The city’s fast-growing fleet of 12 novelty trolley buses, which shuttled 582,000 riders around town during the summer art festival season last year, is anything but a free ride.
On Tuesday, the City Council agreed to “raid” the city’s parking fund, established to create new parking spaces, in order to lease six trolleys for $100,800 during the three-month peak tourist season, bringing the total number to 18. Last summer, the city added five leased trolleys to its fleet. Leases, maintenance, fuel and drivers needed to operate the trolleys up and down Coast Highway and Laguna Canyon Road cost nearly $1 million a year.
“Right now, every year we’re raiding the parking fund for $800,000 or $900,000?” councilwoman Elizabeth Pearson queried City Manager John Pietig during a council discussion over allocating money to lease the trolleys. “Instead of building parking spaces, all that $900,000 is going toward transit services?”
Pietig explained that the transit fund lacks enough money to cover trolley costs so money has been siphoned from the parking fund. State and federal grants relied on to augment and expand bus services in the past have “dried up along with the economy,” he said.
The parking fund is replenished with income from parking meters, parking lot fees and shoppers’ permits, which averages $550,000 a year, Pietig said. The parking fund currently stands at $5.2 million. Traffic citation fees go to the city’s capital improvement fund.
Pearson pointed out the parking fund balance stood at $6.2 million in 2010, and subsidizing trolleys will continue to deplete it. “All that parking fund money will go and there will be no money for transit unless there’s other sources found,” she added.
“For years, I have been disappointed that parking fund monies have been used to balance the general fund operating budget and, more recently, to also offset costs for transit,” Pearson said after the meeting.
Over the next 12 years, $1.2 million will be needed from the parking fund to subsidize trolley costs, about $200,000 a year, unless state or federal money is found to offset losses, Pietig explained on Wednesday.
As part of the discussion, city staff recommended purchasing rather than leasing trolleys. Each customized trolley is made in Maine and costs about $267,000 or $1.6 million for six, a city report to the council says. The council has considered bus fares, voluntary and required, to offset costs.
Leased trolleys burn gasoline or diesel rather than the propane that fuels city-owned trolleys. Leased buses are also customized with decals, a GPS system and radios, which must be removed at an additional cost to the city before returning. Purchased trolleys are in better condition and take two years to customize before delivery, the report says.
In 2010, four new trolleys were purchased for $963,000, with half of that price funded by a federal stimulus grant and the remainder by state air quality and transit grants.

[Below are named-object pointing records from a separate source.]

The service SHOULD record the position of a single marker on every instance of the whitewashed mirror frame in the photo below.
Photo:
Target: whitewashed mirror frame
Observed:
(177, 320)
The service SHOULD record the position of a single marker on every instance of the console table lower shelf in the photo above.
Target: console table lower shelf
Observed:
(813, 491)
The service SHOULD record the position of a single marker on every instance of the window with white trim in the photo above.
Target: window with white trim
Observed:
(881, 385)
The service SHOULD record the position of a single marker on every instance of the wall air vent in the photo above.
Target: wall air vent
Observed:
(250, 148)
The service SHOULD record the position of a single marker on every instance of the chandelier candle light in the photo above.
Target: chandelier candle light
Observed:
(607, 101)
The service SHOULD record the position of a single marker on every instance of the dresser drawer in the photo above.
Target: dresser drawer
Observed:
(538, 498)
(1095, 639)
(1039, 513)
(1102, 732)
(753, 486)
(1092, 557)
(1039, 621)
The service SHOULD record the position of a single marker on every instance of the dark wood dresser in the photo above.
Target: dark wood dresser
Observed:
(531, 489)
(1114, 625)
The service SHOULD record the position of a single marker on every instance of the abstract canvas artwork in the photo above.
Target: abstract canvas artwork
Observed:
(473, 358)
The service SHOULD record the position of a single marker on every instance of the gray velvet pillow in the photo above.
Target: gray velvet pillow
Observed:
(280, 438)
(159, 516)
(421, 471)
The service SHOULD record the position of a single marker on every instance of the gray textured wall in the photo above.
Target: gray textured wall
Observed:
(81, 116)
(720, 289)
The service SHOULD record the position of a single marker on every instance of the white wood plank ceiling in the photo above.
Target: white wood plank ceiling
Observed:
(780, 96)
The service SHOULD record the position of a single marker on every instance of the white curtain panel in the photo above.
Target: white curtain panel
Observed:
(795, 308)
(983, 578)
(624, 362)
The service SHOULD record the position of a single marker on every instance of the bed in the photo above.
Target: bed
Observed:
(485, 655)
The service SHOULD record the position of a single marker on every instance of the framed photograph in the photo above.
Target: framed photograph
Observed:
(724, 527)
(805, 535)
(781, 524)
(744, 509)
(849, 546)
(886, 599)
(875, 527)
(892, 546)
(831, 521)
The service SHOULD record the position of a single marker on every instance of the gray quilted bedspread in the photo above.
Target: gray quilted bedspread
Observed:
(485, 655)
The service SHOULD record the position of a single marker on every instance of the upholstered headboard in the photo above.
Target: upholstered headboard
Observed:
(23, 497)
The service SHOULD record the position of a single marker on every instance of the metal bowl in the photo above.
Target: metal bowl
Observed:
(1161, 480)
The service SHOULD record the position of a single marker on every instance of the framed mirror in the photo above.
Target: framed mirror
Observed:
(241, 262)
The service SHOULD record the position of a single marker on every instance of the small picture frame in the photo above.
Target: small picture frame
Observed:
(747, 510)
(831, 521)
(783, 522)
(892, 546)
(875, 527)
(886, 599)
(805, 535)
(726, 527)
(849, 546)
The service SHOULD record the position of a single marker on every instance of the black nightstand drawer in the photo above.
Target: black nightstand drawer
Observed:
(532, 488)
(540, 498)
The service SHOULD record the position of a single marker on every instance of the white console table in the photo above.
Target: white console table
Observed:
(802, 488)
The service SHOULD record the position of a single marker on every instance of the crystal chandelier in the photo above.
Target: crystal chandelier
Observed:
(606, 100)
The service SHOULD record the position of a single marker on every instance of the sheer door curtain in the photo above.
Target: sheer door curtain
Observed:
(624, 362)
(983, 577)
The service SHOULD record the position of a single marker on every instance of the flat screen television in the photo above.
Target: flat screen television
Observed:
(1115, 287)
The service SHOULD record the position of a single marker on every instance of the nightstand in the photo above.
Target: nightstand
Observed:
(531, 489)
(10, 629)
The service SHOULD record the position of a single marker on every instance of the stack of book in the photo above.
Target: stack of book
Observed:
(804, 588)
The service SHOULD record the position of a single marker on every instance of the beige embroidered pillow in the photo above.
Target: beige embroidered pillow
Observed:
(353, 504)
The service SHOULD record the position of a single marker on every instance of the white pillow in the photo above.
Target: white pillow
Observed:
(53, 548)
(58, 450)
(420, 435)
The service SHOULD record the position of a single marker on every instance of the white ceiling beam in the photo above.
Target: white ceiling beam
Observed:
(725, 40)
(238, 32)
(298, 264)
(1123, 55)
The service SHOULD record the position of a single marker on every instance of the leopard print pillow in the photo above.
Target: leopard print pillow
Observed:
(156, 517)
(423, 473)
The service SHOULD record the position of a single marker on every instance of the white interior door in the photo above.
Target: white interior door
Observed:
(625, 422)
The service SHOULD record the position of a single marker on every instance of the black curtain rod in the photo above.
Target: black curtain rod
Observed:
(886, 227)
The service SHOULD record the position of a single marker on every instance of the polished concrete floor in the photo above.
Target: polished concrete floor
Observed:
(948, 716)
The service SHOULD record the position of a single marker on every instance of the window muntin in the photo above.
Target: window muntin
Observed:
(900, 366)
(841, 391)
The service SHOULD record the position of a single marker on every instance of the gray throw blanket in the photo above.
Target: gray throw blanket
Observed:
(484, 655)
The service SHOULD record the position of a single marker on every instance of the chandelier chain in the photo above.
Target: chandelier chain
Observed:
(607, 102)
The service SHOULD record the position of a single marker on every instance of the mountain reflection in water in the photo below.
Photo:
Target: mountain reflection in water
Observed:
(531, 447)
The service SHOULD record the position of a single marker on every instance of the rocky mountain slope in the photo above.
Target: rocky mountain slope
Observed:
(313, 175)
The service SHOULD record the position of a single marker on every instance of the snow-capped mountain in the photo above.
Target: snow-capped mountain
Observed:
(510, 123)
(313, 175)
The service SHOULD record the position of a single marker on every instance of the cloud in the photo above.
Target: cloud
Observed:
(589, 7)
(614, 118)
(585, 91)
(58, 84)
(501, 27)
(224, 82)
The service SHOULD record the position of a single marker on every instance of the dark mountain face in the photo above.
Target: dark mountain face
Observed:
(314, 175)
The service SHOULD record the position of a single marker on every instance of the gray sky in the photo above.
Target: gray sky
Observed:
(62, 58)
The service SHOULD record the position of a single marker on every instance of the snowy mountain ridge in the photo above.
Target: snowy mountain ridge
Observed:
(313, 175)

At the same time, the city also extended the southern summer trolley route to Three Arch Bay with a turn-around and stop at Crown Valley Parkway as well.
At peak times during the summer, the city adds to the trolley routes from its regular “blue line” buses, which carried 21,000 regular passengers. On its three regular, year-round routes, “blue line” buses ferried 86,000 passengers last year. Fares are 75 cents a ride, except for local employees who are eligible to ride free. Total bus ridership was 668,000 people last year, according to Public Works Director Steve May.
The free trolley shuttle runs from June 29 to Sept. 2.